RedHatAI/Meta-Llama-3-8B-Instruct-FP8-KV
RedHatAI/Meta-Llama-3-8B-Instruct-FP8-KV is an 8 billion parameter instruction-tuned causal language model, developed by RedHatAI, based on Meta-Llama-3. This model is specifically quantized to FP8 for both weights and activations, and includes FP8 KV Cache, optimizing it for efficient inference with vLLM. It maintains strong performance, achieving 74.98 on gsm8k 5-shot, making it suitable for resource-constrained environments requiring high throughput.
Loading preview...
Overview
RedHatAI/Meta-Llama-3-8B-Instruct-FP8-KV is an 8 billion parameter instruction-tuned model derived from Meta-Llama-3-8B-Instruct. Its primary distinction lies in its FP8 quantization for both model weights and activations, alongside an FP8 Key-Value (KV) Cache. This optimization is designed for highly efficient inference, particularly when used with vLLM (version 0.5.0 or newer), by reducing memory footprint and increasing throughput.
Key Capabilities
- FP8 Quantization: Utilizes per-tensor FP8 quantization for weights and activations, enabling faster and more memory-efficient inference.
- FP8 KV Cache: Incorporates FP8 quantization for the KV Cache, further enhancing inference efficiency and reducing memory usage.

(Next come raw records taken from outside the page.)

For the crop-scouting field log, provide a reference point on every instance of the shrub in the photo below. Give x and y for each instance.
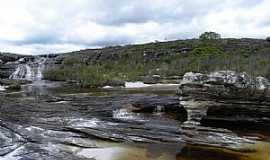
(209, 36)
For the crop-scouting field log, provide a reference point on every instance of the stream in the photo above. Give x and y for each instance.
(54, 121)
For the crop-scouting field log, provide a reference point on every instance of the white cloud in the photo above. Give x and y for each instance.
(42, 26)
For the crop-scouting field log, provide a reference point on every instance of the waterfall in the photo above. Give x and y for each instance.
(31, 70)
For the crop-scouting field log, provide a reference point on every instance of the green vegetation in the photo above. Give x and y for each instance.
(210, 36)
(114, 65)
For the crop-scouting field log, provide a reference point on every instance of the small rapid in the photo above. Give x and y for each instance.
(30, 70)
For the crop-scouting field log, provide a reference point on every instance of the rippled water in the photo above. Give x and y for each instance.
(97, 124)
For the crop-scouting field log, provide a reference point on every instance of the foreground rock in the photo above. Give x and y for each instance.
(232, 99)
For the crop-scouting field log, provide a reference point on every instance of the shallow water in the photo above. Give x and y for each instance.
(96, 124)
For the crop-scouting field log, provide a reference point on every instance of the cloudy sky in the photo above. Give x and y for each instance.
(46, 26)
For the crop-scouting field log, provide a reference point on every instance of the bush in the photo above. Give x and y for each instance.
(210, 36)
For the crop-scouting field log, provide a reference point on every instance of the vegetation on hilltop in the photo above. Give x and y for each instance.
(113, 65)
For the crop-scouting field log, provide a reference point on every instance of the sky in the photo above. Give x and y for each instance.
(56, 26)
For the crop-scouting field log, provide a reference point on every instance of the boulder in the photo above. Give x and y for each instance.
(165, 104)
(238, 116)
(224, 85)
(234, 99)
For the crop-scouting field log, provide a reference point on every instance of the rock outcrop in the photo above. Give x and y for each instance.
(234, 99)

- vLLM Integration: Specifically prepared for seamless integration and optimized performance with the vLLM inference engine, requiring the
--kv-cache-dtype fp8argument. - Strong Performance: Despite aggressive quantization, the model retains competitive performance, scoring 74.98 on the gsm8k 5-shot benchmark, closely matching the unquantized base model.
Good For
- Resource-Constrained Deployments: Ideal for environments where memory and computational resources are limited, but high inference speed is required.
- High-Throughput Applications: Suitable for applications demanding rapid response times and processing a large volume of requests.
- Efficient LLM Inference: Developers looking to leverage the Meta-Llama-3-8B-Instruct capabilities with significantly reduced operational costs and improved efficiency via FP8 quantization.